A multinational team of researchers has worked to disprove the idea that depression is all mental and not at all physical. The team, led by the University of Granada in Spain, furthers research conducted by 29 previous studies that looked at 4,000 different individuals.

They discovered significantly reduced levels of malondialdehyde in patients receiving treatment for their depression, a biomarker that indicates lack of oxygen in cell membranes. Typically, people who suffer from depression have high levels of malondialdehyde. Additionally, they found that antioxidant substances in depressed subjects rose to normal levels when being treated for depression.

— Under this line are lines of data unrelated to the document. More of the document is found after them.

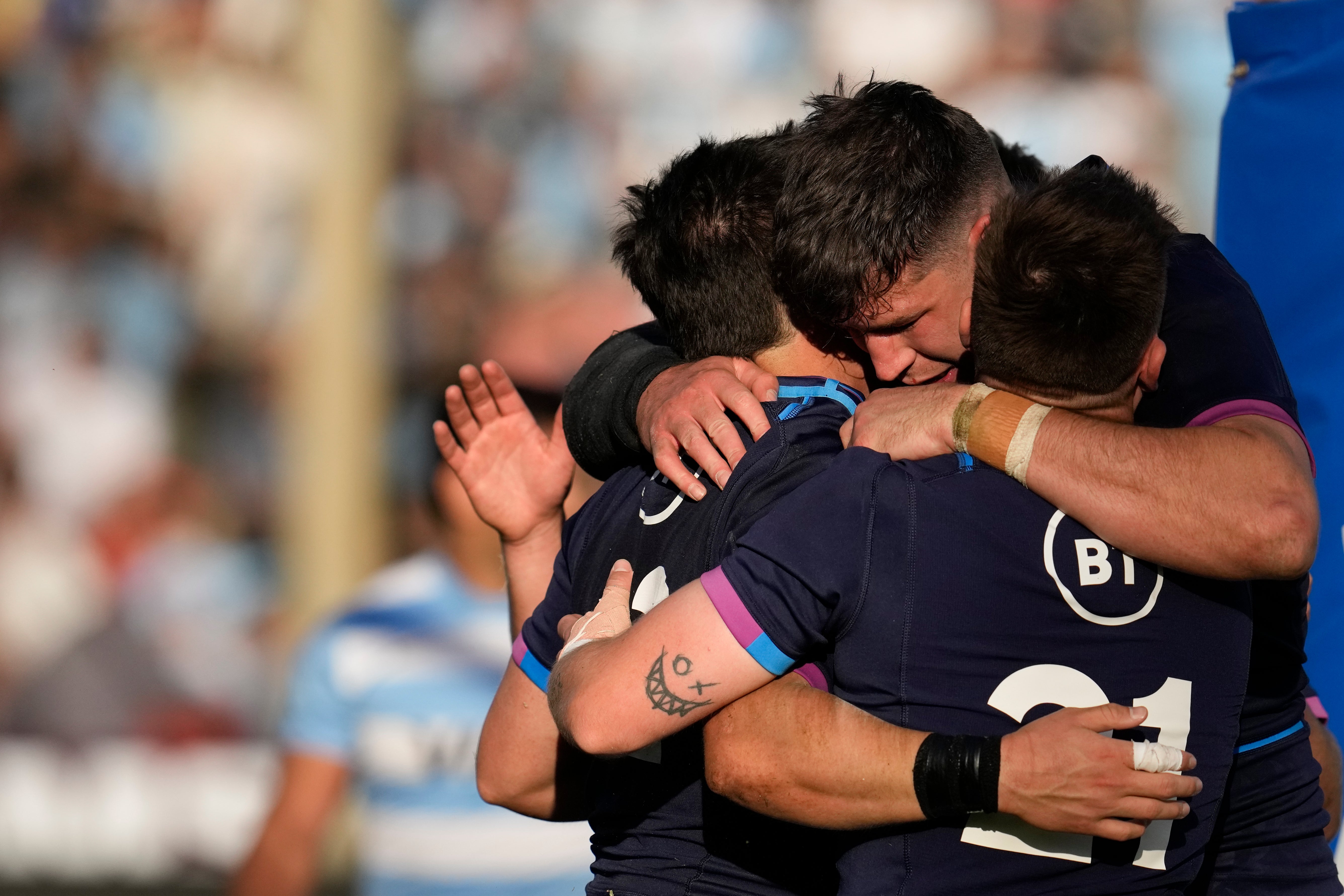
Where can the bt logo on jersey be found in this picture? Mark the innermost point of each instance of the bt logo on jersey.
(1093, 566)
(1109, 600)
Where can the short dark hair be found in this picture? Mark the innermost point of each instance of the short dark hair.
(1070, 281)
(698, 244)
(877, 182)
(1025, 170)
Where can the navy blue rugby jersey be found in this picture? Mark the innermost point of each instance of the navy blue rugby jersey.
(1221, 363)
(656, 827)
(951, 598)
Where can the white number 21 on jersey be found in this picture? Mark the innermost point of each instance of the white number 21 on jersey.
(1168, 710)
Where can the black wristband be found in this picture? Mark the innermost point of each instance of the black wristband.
(958, 776)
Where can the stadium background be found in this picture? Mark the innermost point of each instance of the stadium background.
(245, 242)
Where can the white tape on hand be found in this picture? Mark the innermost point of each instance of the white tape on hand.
(1150, 757)
(574, 645)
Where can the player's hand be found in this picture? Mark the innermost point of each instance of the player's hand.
(1060, 774)
(515, 475)
(609, 618)
(685, 409)
(908, 422)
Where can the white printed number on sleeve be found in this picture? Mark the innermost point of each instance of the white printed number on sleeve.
(1168, 710)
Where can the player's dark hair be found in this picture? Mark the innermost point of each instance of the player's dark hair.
(1070, 281)
(698, 244)
(1025, 171)
(877, 182)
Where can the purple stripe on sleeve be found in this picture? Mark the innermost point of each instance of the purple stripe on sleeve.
(730, 608)
(814, 676)
(1253, 408)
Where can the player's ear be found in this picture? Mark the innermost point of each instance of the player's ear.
(1152, 365)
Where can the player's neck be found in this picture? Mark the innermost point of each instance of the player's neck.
(1117, 408)
(800, 358)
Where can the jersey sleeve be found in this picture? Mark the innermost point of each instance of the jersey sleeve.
(603, 400)
(318, 718)
(1221, 358)
(798, 578)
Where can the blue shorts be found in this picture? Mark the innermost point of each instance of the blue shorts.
(1269, 831)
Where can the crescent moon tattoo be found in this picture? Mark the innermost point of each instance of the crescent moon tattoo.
(663, 700)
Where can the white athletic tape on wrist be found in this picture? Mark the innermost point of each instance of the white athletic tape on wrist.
(1023, 441)
(1150, 757)
(574, 645)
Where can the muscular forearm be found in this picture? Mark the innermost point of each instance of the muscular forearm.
(603, 400)
(522, 764)
(527, 565)
(1233, 500)
(795, 753)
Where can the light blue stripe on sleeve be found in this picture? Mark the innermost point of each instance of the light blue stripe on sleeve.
(1265, 742)
(534, 670)
(769, 656)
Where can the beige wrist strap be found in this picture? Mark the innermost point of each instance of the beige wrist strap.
(966, 413)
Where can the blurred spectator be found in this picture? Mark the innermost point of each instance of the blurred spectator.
(392, 695)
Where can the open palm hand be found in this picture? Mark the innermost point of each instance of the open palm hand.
(515, 475)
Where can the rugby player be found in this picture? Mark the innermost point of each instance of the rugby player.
(941, 594)
(701, 240)
(1217, 483)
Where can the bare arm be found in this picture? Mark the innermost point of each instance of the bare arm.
(515, 475)
(617, 688)
(522, 762)
(284, 862)
(1233, 500)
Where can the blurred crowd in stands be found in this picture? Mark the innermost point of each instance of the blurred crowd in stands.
(154, 162)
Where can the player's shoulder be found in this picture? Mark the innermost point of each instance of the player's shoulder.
(1198, 273)
(804, 426)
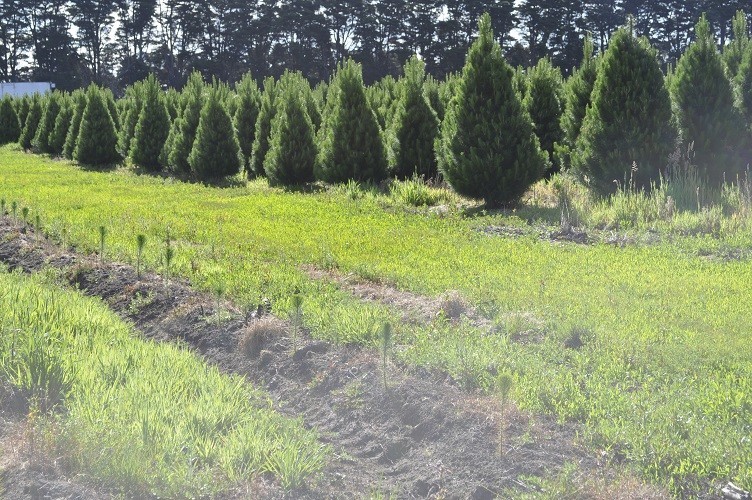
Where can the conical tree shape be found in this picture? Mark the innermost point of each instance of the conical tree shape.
(629, 121)
(9, 128)
(62, 124)
(249, 103)
(292, 148)
(187, 124)
(264, 127)
(32, 123)
(352, 146)
(216, 152)
(79, 105)
(488, 149)
(97, 139)
(414, 127)
(41, 141)
(543, 102)
(705, 110)
(152, 127)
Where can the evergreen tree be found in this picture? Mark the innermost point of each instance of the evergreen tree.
(249, 102)
(152, 127)
(415, 126)
(41, 141)
(705, 110)
(292, 148)
(543, 102)
(216, 152)
(79, 105)
(351, 142)
(32, 122)
(97, 138)
(9, 129)
(488, 149)
(629, 121)
(62, 124)
(264, 127)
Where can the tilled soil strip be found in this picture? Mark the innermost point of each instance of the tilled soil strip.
(419, 438)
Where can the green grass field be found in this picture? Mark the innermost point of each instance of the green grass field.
(664, 376)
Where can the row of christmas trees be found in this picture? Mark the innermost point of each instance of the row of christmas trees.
(490, 131)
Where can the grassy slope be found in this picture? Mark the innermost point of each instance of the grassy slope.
(665, 376)
(150, 419)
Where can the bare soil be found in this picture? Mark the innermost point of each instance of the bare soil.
(421, 437)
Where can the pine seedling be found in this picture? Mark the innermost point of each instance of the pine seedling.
(504, 386)
(102, 236)
(140, 244)
(386, 341)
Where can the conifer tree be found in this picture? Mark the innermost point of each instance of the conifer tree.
(152, 127)
(41, 141)
(32, 122)
(62, 123)
(97, 138)
(629, 121)
(292, 148)
(249, 102)
(351, 142)
(216, 152)
(488, 149)
(543, 102)
(415, 126)
(264, 127)
(9, 128)
(705, 110)
(79, 105)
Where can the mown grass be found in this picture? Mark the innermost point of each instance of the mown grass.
(662, 378)
(140, 417)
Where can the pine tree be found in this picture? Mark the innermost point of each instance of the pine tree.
(629, 121)
(9, 129)
(216, 152)
(152, 127)
(292, 148)
(62, 124)
(264, 127)
(488, 149)
(415, 126)
(543, 102)
(32, 122)
(79, 105)
(97, 138)
(705, 110)
(249, 102)
(41, 141)
(351, 142)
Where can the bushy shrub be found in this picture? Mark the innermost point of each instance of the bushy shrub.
(351, 142)
(488, 149)
(629, 121)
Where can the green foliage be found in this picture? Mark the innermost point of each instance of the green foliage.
(543, 101)
(215, 152)
(152, 128)
(350, 139)
(292, 149)
(705, 109)
(41, 141)
(32, 122)
(97, 138)
(488, 149)
(414, 127)
(79, 105)
(264, 127)
(629, 121)
(249, 103)
(10, 131)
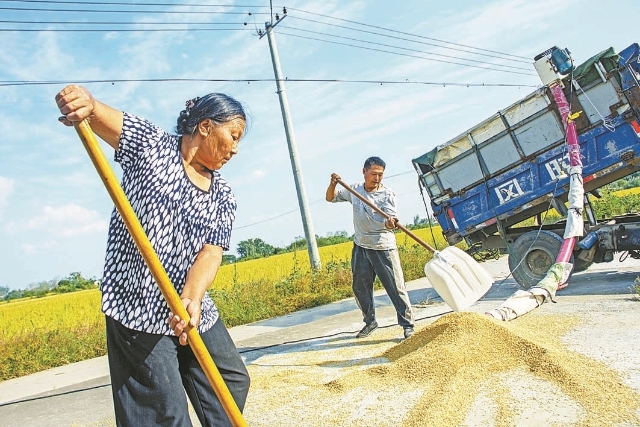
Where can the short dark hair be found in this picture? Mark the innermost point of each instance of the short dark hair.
(374, 161)
(218, 107)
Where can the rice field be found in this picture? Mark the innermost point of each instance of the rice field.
(56, 330)
(278, 267)
(51, 331)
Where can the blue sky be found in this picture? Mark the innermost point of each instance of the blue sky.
(54, 210)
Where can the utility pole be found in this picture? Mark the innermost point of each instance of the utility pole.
(312, 246)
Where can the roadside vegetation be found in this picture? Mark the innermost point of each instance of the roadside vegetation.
(58, 329)
(59, 322)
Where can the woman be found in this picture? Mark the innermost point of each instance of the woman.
(186, 209)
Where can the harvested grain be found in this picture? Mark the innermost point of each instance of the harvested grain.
(461, 369)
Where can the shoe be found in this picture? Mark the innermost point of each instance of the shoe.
(368, 328)
(408, 331)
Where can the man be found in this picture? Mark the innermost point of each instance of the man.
(374, 251)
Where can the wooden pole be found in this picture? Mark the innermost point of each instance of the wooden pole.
(157, 270)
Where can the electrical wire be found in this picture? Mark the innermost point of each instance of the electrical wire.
(118, 30)
(404, 48)
(106, 3)
(164, 12)
(408, 34)
(376, 82)
(404, 54)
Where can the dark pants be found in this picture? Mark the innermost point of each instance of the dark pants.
(150, 374)
(366, 264)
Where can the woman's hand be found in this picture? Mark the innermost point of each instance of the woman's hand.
(391, 223)
(179, 326)
(75, 103)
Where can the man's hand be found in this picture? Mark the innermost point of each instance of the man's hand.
(179, 326)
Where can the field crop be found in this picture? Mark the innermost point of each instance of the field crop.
(51, 331)
(281, 266)
(56, 330)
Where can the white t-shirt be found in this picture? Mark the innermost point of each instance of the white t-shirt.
(369, 227)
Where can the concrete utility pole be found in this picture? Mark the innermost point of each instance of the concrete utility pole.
(312, 246)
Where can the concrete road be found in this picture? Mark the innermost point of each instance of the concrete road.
(80, 394)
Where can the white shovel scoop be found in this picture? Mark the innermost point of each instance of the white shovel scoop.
(455, 275)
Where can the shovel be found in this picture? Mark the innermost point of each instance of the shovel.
(157, 270)
(455, 275)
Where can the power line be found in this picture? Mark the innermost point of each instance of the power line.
(376, 82)
(413, 41)
(122, 30)
(409, 34)
(404, 48)
(312, 203)
(165, 12)
(112, 22)
(405, 54)
(103, 3)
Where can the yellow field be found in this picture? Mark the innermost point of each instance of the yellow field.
(280, 266)
(68, 311)
(64, 311)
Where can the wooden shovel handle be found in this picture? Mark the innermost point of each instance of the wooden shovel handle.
(381, 212)
(157, 270)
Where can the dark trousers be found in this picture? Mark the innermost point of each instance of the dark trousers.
(366, 264)
(150, 374)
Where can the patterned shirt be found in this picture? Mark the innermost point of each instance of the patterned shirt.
(178, 218)
(370, 231)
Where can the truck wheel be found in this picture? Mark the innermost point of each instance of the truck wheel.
(538, 252)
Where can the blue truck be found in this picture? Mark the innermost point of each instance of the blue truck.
(514, 166)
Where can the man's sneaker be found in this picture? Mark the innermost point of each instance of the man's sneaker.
(408, 331)
(368, 328)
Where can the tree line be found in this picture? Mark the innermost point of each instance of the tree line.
(247, 250)
(73, 282)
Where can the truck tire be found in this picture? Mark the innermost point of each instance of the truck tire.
(538, 252)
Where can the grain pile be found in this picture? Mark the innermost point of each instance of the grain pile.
(463, 369)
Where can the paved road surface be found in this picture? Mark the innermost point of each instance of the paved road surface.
(80, 395)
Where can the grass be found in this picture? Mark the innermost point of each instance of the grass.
(56, 330)
(52, 331)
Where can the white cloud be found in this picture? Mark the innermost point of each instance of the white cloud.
(258, 173)
(66, 221)
(6, 188)
(39, 248)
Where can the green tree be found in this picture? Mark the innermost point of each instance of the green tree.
(254, 248)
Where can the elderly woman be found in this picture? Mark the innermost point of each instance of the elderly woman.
(186, 209)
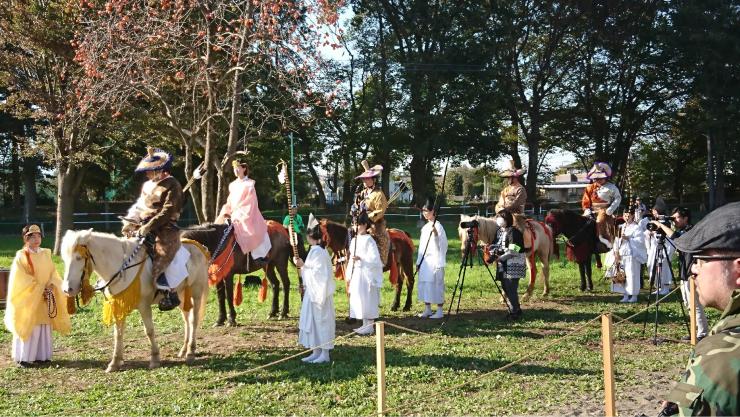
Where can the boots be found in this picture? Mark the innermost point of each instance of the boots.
(427, 312)
(313, 356)
(169, 301)
(323, 356)
(437, 315)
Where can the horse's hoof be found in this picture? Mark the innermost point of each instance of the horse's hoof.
(113, 367)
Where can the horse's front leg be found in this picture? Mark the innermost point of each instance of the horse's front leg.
(230, 299)
(146, 317)
(546, 276)
(117, 362)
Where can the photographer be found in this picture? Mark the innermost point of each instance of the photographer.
(654, 236)
(509, 258)
(711, 383)
(681, 218)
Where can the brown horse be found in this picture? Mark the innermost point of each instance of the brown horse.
(210, 235)
(541, 247)
(337, 239)
(581, 244)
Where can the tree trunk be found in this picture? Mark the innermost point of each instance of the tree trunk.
(533, 145)
(69, 179)
(316, 181)
(419, 183)
(30, 169)
(15, 179)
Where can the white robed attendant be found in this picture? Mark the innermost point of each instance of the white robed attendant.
(632, 254)
(431, 264)
(365, 276)
(317, 325)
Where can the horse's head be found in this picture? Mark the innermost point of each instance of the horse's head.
(77, 260)
(554, 219)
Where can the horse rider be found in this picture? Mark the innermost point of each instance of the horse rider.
(372, 200)
(514, 195)
(160, 205)
(601, 200)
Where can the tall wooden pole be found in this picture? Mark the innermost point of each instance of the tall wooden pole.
(607, 344)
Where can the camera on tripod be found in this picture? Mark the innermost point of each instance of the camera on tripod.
(469, 225)
(662, 219)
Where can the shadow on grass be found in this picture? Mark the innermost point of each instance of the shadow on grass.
(351, 362)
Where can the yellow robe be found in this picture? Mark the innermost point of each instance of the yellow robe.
(26, 307)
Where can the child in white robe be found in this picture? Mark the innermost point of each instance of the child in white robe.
(431, 261)
(630, 246)
(317, 325)
(364, 277)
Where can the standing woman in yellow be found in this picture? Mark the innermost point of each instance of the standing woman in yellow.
(36, 304)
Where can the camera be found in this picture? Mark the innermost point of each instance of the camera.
(470, 224)
(662, 219)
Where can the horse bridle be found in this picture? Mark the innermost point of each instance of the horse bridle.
(84, 251)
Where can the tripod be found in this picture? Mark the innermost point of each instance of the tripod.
(471, 246)
(656, 274)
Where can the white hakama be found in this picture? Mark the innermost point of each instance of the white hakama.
(36, 348)
(365, 278)
(317, 324)
(431, 286)
(632, 253)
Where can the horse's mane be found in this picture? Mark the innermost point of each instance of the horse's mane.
(82, 237)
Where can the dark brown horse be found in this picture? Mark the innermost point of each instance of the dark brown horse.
(210, 234)
(336, 237)
(581, 244)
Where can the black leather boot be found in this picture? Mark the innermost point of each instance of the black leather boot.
(169, 301)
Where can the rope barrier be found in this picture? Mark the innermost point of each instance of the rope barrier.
(499, 369)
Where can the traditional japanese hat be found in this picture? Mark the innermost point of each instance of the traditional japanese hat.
(599, 170)
(511, 171)
(155, 160)
(429, 203)
(31, 229)
(239, 158)
(370, 172)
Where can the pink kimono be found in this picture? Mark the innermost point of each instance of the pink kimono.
(250, 228)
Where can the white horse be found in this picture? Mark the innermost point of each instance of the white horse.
(541, 248)
(105, 253)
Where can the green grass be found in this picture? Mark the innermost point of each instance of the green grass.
(565, 378)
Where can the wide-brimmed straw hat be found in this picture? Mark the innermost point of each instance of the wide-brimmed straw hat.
(511, 171)
(370, 172)
(599, 170)
(34, 228)
(155, 160)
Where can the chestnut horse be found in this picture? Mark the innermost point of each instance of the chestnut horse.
(581, 245)
(210, 234)
(336, 237)
(541, 248)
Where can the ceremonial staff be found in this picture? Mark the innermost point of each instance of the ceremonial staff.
(436, 215)
(284, 179)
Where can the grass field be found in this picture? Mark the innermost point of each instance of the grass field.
(565, 379)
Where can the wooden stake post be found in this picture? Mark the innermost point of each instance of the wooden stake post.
(692, 310)
(607, 344)
(380, 364)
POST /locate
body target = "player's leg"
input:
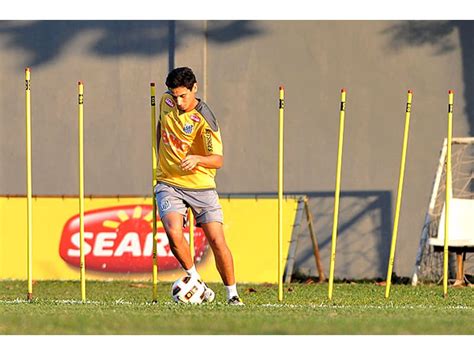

Both of these findings indicate that depression affects the body on a systemic scale, rather than just on the mental scale. Hopefully scientists will be able to use these findings to better develop and implement future forms of treatment, as well as further areas of study.
Thus far, there has been a plethora of evidence correlating depression to a wide variety of health conditions and ailments, including back pain and increased risk of heart attack, even though researchers aren’t 100 percent sure as to why. This study might shed a tiny bit of light on this notion, suggesting that depression has profound effects on the entirety of the human body.

While we’ve seen advances made in how depression is treated, stats from 2012 show that almost 8 percent of the U.S. population aged 12 and older are affected by depression on some level, and that those who live below the poverty line are 2.5 times more likely to be depressed.